On 30.01.25 10:40, Simona Vetter wrote:
On Thu, Jan 30, 2025 at 05:11:49PM +1100, Alistair Popple wrote:
On Wed, Jan 29, 2025 at 12:54:02PM +0100, David Hildenbrand wrote:
We require a writable PTE and only support anonymous folio: we can only
have exactly one PTE pointing at that page, which we can just lookup
using a folio walk, avoiding the rmap walk and the anon VMA lock.
So let's stop doing an rmap walk and perform a folio walk instead, so we
can easily just modify a single PTE and avoid relying on rmap/mapcounts.
We now effectively work on a single PTE instead of multiple PTEs of
a large folio, allowing for conversion of individual PTEs from
non-exclusive to device-exclusive -- note that the other way always
worked on single PTEs.
We can drop the MMU_NOTIFY_EXCLUSIVE MMU notifier call and document why
that is not required: GUP will already take care of the
MMU_NOTIFY_EXCLUSIVE call if required (there is already a device-exclusive
entry) when not finding a present PTE and having to trigger a fault and
ending up in remove_device_exclusive_entry().

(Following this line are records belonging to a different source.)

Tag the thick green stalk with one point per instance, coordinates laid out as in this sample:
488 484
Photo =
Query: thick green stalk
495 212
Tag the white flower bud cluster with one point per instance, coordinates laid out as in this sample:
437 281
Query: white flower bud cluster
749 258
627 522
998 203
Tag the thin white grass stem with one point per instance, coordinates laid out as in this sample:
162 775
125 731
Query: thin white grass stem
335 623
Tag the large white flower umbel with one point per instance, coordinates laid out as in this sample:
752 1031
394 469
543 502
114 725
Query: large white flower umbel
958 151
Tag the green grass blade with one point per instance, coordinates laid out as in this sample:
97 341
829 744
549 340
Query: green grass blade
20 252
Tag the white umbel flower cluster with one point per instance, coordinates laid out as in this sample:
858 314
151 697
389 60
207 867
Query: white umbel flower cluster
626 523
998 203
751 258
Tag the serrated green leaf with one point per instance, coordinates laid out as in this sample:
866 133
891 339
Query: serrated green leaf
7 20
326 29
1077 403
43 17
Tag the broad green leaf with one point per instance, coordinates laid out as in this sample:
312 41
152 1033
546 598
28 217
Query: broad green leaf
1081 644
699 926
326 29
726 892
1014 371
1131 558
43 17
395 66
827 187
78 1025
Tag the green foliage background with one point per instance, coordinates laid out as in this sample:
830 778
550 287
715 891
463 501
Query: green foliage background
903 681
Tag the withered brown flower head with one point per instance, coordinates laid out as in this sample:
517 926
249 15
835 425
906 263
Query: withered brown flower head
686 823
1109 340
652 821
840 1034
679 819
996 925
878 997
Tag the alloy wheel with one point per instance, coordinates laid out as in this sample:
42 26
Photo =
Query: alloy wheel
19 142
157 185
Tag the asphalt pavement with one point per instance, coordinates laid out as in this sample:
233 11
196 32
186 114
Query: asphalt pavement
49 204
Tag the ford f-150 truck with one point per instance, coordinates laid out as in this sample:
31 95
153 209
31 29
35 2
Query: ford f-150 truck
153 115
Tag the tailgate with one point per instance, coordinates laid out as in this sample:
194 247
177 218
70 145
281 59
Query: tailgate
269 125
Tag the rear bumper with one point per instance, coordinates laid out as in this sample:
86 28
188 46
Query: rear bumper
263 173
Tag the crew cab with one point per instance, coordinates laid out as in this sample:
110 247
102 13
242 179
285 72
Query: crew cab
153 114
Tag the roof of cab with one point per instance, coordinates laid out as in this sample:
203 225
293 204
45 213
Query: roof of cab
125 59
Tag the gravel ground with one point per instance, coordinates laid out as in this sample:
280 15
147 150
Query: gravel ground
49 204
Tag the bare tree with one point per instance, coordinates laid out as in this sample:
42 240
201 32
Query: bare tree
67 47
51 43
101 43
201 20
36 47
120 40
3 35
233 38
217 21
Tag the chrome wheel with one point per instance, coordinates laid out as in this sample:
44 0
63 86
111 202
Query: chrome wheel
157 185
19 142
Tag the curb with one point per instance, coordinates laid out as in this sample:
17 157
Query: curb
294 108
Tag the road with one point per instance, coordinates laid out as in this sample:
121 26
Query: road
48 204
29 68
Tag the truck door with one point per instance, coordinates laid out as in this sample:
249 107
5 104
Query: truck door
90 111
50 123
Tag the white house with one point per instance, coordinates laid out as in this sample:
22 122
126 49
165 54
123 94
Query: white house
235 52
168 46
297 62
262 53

I will have to look at this a bit more closely tomorrow but this doesn't seem
right to me. We may be transitioning from a present PTE (ie. a writable
anonymous mapping) to a non-present PTE (ie. a device-exclusive entry) and
therefore any secondary processors (eg. other GPUs, iommus, etc.) will need to
update their copies of the PTE. So I think the notifier call is needed.
I guess this is a question of semantics we want, for multiple gpus do we
require that device-exclusive also excludes other gpus or not. I'm leaning
towards agreeing with you here.
See my reply, it's also relevant for non-device, such as KVM. So it's
the right thing to do.
Note that the PTE is
always writable, and we can always create a writable-device-exclusive
entry.
With this change, device-exclusive is fully compatible with THPs /
large folios. We still require PMD-sized THPs to get PTE-mapped, and
supporting PMD-mapped THP (without the PTE-remapping) is a different
endeavour that might not be worth it at this point.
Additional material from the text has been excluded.